Was speaking just today at our IV about meeting BP and BF so this thread has been quite interesting. I've already said I would be keen to meet any BF that were willing as I feel (as an adopted child myself) it might help me answer any questions our future LO/LOS have one day and at least we can hopefully help them that way. I did say however if they lived too closely (we are going with VA as opposed to LA) that I may need to reconsider due to safety/traceability.


----------



## summer girl (Nov 27, 2009)

We have a provisional meeting set up and we've been asked to come up with questions, these are the ones we've thought of so far, does anyone else have any they can add?

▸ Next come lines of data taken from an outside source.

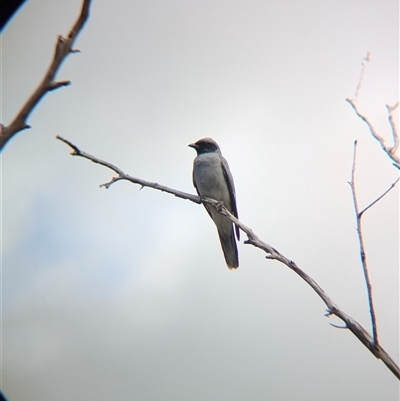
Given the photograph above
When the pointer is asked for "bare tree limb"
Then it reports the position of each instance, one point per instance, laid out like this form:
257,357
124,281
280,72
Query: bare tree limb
360,81
389,150
362,250
253,239
62,50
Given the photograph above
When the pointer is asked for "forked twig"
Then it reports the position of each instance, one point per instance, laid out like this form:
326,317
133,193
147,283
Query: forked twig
391,151
253,239
62,50
362,250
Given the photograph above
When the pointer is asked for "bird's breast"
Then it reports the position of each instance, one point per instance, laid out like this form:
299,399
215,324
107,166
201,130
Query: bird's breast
210,179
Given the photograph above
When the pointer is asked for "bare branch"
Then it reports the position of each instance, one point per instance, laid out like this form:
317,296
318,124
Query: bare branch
363,65
253,239
390,150
62,50
380,197
362,250
395,133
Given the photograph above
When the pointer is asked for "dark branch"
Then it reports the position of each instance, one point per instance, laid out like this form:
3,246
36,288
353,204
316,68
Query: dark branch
62,50
253,239
362,250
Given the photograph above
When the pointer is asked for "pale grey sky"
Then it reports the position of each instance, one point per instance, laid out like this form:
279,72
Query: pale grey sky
124,294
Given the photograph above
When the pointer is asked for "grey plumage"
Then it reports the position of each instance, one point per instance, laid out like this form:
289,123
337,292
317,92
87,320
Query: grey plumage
212,178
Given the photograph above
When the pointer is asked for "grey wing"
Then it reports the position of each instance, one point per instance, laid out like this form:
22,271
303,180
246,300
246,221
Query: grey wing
232,193
198,193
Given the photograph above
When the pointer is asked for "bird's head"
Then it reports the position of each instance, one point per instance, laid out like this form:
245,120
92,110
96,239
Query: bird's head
205,145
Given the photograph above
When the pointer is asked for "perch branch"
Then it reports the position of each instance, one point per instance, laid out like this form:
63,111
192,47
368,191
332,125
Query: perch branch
62,50
253,239
391,151
362,249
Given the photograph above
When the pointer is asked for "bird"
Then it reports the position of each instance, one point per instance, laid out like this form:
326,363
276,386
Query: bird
212,178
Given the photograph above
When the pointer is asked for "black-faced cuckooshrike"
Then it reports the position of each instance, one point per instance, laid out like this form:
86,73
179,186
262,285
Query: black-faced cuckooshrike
212,178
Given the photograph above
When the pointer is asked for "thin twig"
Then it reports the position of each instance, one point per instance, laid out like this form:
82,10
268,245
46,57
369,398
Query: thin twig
362,251
389,150
253,239
380,197
363,65
395,133
62,50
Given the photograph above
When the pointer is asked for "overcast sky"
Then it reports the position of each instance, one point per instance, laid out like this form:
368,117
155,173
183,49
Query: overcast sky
124,294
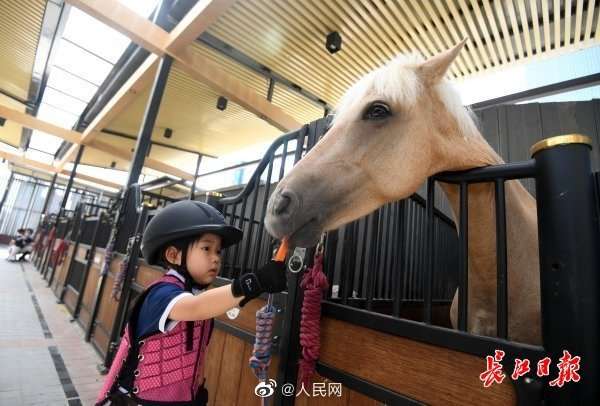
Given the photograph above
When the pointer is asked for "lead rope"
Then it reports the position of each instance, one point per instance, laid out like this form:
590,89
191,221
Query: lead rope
315,284
265,317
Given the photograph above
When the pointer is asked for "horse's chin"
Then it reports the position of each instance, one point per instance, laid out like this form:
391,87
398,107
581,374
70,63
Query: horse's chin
306,236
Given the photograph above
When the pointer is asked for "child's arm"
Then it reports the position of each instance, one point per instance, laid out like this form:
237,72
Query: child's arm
206,305
214,302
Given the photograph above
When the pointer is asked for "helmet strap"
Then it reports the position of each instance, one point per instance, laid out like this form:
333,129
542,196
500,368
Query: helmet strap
182,269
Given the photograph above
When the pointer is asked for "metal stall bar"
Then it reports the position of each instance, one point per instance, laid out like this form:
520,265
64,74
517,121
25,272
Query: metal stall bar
430,251
142,145
64,202
78,220
501,262
8,185
134,254
90,260
569,237
50,194
463,258
193,191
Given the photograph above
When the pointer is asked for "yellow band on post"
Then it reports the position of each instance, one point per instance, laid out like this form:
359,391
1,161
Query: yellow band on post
560,140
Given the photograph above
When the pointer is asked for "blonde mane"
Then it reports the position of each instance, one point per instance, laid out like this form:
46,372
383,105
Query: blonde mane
398,82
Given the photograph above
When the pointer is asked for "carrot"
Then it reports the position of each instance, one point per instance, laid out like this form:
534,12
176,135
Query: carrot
282,251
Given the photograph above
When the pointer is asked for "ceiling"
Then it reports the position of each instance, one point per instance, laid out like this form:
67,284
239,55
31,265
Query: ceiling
287,37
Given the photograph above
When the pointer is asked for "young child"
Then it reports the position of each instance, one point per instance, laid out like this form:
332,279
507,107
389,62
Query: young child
161,355
16,245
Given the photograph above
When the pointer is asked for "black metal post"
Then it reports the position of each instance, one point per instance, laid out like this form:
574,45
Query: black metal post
70,183
289,350
135,242
78,219
50,194
569,241
64,203
8,185
463,260
88,265
193,191
143,140
501,262
429,256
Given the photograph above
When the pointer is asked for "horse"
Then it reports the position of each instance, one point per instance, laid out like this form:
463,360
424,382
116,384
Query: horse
394,128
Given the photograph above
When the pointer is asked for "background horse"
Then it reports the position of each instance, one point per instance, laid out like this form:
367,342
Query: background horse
393,129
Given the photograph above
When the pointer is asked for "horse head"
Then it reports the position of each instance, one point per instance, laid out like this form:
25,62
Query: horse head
394,128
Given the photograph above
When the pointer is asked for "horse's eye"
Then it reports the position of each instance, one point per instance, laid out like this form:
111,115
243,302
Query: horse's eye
377,111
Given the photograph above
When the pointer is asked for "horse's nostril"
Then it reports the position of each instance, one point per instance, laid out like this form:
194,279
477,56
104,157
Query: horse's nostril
282,204
285,204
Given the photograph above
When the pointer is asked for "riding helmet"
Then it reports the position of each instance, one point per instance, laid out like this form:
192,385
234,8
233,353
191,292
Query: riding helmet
185,219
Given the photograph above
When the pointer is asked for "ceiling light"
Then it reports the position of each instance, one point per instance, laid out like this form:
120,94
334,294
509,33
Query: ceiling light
333,42
222,103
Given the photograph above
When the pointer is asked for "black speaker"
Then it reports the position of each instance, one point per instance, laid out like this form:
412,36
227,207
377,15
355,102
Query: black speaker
333,42
222,103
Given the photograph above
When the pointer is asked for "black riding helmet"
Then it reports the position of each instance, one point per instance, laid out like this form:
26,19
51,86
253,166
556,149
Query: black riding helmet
182,220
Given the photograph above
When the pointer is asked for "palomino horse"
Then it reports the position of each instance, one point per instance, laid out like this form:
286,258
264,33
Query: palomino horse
393,129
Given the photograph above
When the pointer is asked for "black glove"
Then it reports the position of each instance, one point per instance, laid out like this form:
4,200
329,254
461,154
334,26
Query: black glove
270,278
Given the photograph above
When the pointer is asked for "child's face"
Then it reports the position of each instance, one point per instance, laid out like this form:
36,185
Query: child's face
204,259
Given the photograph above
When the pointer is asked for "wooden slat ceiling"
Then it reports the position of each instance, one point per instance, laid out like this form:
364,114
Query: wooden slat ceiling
10,132
19,32
20,26
288,37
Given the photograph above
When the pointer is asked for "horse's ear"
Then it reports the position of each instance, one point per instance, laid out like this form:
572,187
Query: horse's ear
434,69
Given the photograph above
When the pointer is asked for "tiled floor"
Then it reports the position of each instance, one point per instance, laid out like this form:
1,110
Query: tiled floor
43,357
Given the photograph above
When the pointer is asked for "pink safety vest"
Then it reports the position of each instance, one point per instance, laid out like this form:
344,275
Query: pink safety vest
164,372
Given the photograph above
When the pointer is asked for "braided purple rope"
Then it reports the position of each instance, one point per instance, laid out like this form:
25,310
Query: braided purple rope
261,354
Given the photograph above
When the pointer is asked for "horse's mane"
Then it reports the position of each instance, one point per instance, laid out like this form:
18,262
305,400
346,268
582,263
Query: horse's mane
398,81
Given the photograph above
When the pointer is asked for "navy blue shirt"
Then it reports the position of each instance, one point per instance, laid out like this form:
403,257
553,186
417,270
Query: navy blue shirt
154,313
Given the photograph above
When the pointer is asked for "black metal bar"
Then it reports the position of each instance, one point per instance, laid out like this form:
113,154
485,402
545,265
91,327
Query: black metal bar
363,257
463,259
50,193
429,251
480,346
8,185
88,265
370,389
348,256
71,177
251,226
130,271
283,160
64,202
270,89
79,219
501,262
193,191
569,241
143,141
398,264
237,246
508,171
153,142
289,350
372,263
542,91
250,63
261,226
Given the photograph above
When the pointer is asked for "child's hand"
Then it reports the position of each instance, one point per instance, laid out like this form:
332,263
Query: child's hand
270,278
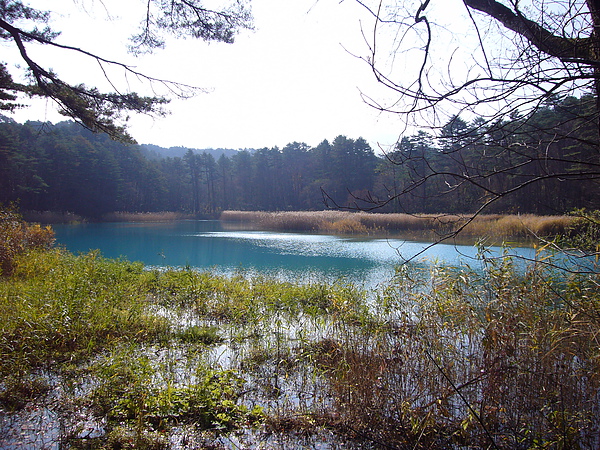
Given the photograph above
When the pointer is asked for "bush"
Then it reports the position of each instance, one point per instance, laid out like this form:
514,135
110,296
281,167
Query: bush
16,237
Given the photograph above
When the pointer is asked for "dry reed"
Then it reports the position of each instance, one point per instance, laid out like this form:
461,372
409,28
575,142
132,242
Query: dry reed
346,222
164,216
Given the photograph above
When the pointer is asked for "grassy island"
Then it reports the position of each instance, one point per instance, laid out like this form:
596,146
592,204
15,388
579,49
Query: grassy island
100,353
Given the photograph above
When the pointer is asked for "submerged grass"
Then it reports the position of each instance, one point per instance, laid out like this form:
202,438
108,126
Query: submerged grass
441,358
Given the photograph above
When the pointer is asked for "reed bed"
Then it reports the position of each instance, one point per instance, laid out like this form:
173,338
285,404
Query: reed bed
432,225
164,216
120,356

Why did you choose the name?
Is there anything that you want us to tell LO when they're older?
What can you tell us about BF and family history
I'm not sure I can think of any others


----------



## Mr &amp; Mrs Bubble (Oct 19, 2011)

What do they/ did they love at little ones age... 
What are their hobbies passions now


----------



## mafergal (Jul 31, 2013)

summer girl said:


> We have a provisional meeting set up and we've been asked to come up with questions, these are the ones we've thought of so far, does anyone else have any they can add?
> 
> 
> Why did you choose the name?
> ...


I'd emphasise medical on the family history. I know it should all be filed somewhere but I heard a few horror stories in prep from adoptive parents about medical family history that wasn't known by any SW at that point - really important stuff came flooding out!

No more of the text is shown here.